I fail to understand what value your initial comment holds. The grandparents of that comment was talking about financial feasibility of the program in the context of a proposed waiver. This necessarily implies that on-topic responses to that should be weighing financial feasibility of the program with and without the waiver. Your most recent comment seems to just be clarifying that your initial comment is just the same generalized explanation for the current expansion - expanding the benefit to the currently working higher earning parents where the return is unclear and logically dubious, thus providing some much lower percentage of X while X is much larger. The only way to claim what your comment is trying to is to also display some evidence that this current expansion will provide economic activity benefit beyond the previous program that had 4x poverty level means testing.
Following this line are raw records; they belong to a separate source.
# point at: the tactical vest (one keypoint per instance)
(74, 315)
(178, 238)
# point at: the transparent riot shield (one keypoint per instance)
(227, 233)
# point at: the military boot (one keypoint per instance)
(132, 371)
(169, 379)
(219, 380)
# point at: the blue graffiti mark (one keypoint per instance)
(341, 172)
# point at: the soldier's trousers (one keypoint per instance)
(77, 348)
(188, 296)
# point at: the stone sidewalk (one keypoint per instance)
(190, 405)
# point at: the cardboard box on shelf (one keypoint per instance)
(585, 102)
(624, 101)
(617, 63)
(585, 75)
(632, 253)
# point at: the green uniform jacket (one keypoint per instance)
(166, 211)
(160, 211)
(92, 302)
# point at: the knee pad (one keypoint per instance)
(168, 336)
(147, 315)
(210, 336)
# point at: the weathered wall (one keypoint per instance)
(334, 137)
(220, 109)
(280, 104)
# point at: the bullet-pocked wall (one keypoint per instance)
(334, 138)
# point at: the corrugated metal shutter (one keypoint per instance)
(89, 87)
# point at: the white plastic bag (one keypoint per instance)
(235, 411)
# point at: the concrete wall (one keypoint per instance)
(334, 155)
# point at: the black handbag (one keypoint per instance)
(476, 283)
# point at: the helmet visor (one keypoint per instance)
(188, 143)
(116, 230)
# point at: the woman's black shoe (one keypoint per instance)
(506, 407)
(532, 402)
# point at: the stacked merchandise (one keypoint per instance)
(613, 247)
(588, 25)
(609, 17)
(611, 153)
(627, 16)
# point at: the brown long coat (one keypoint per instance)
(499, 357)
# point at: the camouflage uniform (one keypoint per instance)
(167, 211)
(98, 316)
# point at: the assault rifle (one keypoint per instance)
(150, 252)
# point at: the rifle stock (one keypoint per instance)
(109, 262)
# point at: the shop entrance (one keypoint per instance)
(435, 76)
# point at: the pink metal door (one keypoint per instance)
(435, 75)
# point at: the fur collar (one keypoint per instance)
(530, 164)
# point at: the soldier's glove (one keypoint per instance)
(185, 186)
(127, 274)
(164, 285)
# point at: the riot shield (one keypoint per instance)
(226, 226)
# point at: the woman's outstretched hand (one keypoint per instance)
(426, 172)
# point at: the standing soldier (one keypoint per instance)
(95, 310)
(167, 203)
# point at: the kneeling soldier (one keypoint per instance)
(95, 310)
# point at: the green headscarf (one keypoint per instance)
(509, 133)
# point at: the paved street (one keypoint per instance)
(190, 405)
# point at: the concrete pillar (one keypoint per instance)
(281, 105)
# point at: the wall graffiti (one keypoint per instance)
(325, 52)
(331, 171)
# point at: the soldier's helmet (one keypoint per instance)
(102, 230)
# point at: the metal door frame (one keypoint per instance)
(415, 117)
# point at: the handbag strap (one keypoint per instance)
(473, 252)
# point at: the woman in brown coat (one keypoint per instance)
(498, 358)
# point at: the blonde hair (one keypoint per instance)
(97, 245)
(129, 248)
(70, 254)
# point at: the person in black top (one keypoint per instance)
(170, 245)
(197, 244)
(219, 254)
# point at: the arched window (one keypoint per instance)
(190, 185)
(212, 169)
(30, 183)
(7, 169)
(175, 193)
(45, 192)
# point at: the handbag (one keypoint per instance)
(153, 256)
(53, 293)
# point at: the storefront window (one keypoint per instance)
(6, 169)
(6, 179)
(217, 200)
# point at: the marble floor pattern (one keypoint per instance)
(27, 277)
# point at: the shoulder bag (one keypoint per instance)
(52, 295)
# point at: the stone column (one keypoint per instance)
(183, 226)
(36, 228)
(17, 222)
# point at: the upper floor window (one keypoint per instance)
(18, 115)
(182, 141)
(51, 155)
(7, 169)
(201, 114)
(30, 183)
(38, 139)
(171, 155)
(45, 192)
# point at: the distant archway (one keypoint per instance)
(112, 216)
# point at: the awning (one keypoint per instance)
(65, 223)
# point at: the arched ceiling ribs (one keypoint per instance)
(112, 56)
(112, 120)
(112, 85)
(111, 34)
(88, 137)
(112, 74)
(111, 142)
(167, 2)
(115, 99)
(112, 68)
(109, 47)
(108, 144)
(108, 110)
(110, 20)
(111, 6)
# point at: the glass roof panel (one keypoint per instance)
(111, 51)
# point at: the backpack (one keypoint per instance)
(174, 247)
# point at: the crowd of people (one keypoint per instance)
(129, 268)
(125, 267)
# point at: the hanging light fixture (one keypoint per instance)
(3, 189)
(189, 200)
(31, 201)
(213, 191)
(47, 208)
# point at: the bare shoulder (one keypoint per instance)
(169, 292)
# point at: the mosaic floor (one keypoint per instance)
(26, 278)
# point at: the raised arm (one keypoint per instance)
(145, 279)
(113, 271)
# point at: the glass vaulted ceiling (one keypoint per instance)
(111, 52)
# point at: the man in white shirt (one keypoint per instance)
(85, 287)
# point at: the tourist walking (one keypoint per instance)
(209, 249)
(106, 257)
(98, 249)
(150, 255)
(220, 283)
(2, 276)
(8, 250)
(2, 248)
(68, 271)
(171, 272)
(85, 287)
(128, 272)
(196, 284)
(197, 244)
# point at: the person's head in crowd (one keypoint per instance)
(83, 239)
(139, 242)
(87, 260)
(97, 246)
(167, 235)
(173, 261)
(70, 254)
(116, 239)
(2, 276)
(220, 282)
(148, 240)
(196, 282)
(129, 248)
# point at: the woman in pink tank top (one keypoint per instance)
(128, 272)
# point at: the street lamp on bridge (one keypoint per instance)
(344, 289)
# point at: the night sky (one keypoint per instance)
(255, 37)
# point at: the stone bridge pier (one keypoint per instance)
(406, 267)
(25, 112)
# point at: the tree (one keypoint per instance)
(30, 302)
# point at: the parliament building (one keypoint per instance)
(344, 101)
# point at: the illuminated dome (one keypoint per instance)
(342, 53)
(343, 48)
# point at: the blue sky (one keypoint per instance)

Otherwise, it's simply "some much lower percentage of X while X is also much larger" vs the same thing with X being even larger.

ch4s3 2 days ago | parent [-]

The idea of extending the program to pay people who aren't using the benefit directly sounds nice in theory but would cost way more and incentivizes people to not work. This necessarily makes the broader version of the program even more expensive than it appears at first. A working parent using a daycare voucher necessarily pays taxes back into the system and so does the day care. This offsets the cost a little. Giving essentially cash payments to people who stay at home has no such offset. So it is much more expensive and disincentivizes people working which might slightly offset the cost.

> Would make sense IMO to provide an equal value waiver to those who take care of their kid rather than send them to childcare

There is no way this is affordable to New Mexico. They're estimating the cost at $600 million a year, of about 6% of their total budget next year.

giantg2 2 days ago | parent [-]

"A working parent using a daycare voucher necessarily pays taxes back into the system and so does the day care."

This assumes the value of the parent working is greater than the value generated by the alternative consumer spending.

"and incentivizes people to not work"

This would only incentivize low income individuals to not work, which could actually be beneficial as it could drive a living wage increase in that labor segment if employers had to compete against the benefit.

mothballed 2 days ago | parent [-]

>This assumes the value of the parent working is greater than the value generated by the alternative consumer spending.

I don't think the benefit is even contingent on the parent working, and it definitely isn't contingent on the value of their current and discounted future earnings appreciation being greater than the cost of sending the kids to daycare. From what I can tell you can put the kid in daycare then lay on a beach if there is anything of that sort in the New Mexican desert.

I'm open to the argument that by certain measures "free" childcare leads to increased economic output, but they've certainly not crafted the program in a way I would expect someone with that aim to do it.